Here’s proof. I took these nearly identical images of these trees on Nasim’s recent fall color workshop. One was shot on the full frame 36 MP Nikon D810 with Zeiss Distagon T* 35mm f/2 ZF.2 – a match made in Mansurov Heaven. The other was the duo from hell – the discontinued 16 MP DX Nikon D7000 sinfully saddled with a Nikkor 18-300mm superzoom, Photography Life’s worst reviewed lens ever. I set up my tripod, framed the shots as equally as I could (zooming to 35mm equivalent on the loser lens), then snapped two frames. When I loaded them into Lightroom, the superzoom shot looked horrid – oops, I forgot to remove the split ND filter. Oh well, I dodged it back into decency then exported both files using Photography Life’s recommended web resolution. I then put the images up side-by-side on my laptop monitor (MacBook Pro Retina) and asked Nasim to tell me which was which. After much squinting and head scratching he pointed to one and said “That’s probably the Zeiss”. He was wrong – it was the superzoom.

“That’s not fair,” Nasim groused, “I need to see these at 100 percent.”

And there’s the rub. You don’t need to see images at 100% because that’s not the way final output is viewed. When you look at a Herb Ritts print in a gallery are you obsessing over seeing a 1:1 cropped scan of the original negative to make sure it’s a good photo? Of course not. All that counts in the end is how good the final output looks.

So my 16 MP shot fooled Nasim at final output (2048×1638 pixels) and it looks just fine on the web. But what about 16 MP vs 36 MP for gallery prints or magazine work? Again 16 MP is just fine because even printed at 300 PPI, for the cover of an 8.5”x11” magazine the file only needs to be 8.4 MP. Oooh, but what about a two-page spread? That would take 16.8 MP at 300 PPI. I hate to break it to you, but 16 MP is still enough as the human eye (assuming perfect 20/20 vision) when viewing a magazine just short of arm’s length can only resolve about 150-220 PPI depending on who’s figure you use for the resolution of the human eye (0.6 to 1 arc-second). That is why Apple calls their laptop display a “Retina” display because we view laptops at the same distance as we read magazines and the Retina display has a resolution of 220 PPI (for us geeks out there the new Mac 5K display is 217 PPI which unless you view it at laptop distance is overkill).

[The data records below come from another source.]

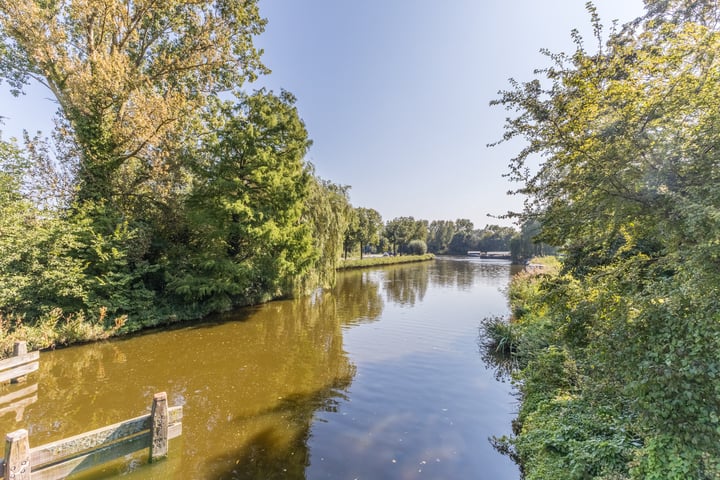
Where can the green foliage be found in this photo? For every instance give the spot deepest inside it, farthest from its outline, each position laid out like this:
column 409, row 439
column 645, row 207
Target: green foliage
column 246, row 241
column 627, row 186
column 416, row 247
column 154, row 201
column 327, row 212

Here’s a recent shot of mine as it appeared in the table of contents in February’s Arizona Highways. It was shot with the 16 MP Nikon D4s and cropped to about 9.5 MP and looks tack sharp (I crunched the dimensions and got 218 PPI as final resolution as published). All those two-page spreads that impressed us five years ago were probably shot with 8-12 MP cameras. They look just as good as those today.

The key to this all of this is the concept of “normal viewing distance”. We view shots on our phones closer than we view magazine pages. We view huge gallery prints from across a room, not tucked in a narrow hallway (my lens chart pin-ups excepted). We view billboards from a block away.

The further away your final output is viewed, the less PPI it needs to be printed at. This is why billboards are printed at ~10 PPI. From half-a-block away you can’t tell the difference between 10 PPI or 1000 PPI. A 16 MP image printed at 10 PPI will be 41 feet wide. I’ve only had one photo published on a billboard and it was taken with an 8 MP point-and-shoot and looked fine at 30 mph.

Even though camera resolution has grown rapidly in the last decade, the resolution of the human eye has remained the same. Unless you’re a cropoholic, a forensic specialist, or working for over-demanding clients, anything more than a 16 MP camera is overkill. With the exception of one of the first two shots (I can’t tell which), all of these were shot on 16 MP DSLR bodies.

I hope I’ve saved you a load of money with this article. When it comes to sharp photos, you don’t need to invest in a high-resolution camera or matching state-of-the-art lenses because your eye will never know the difference. Go ahead and laugh at those fools with their 50 MP cameras and 5K displays. Then you can take all that money you just saved and go over to my website and buy some delicious gallery prints. Goodness knows I could use the money. How else will I be able to pay back for my Nikon D810?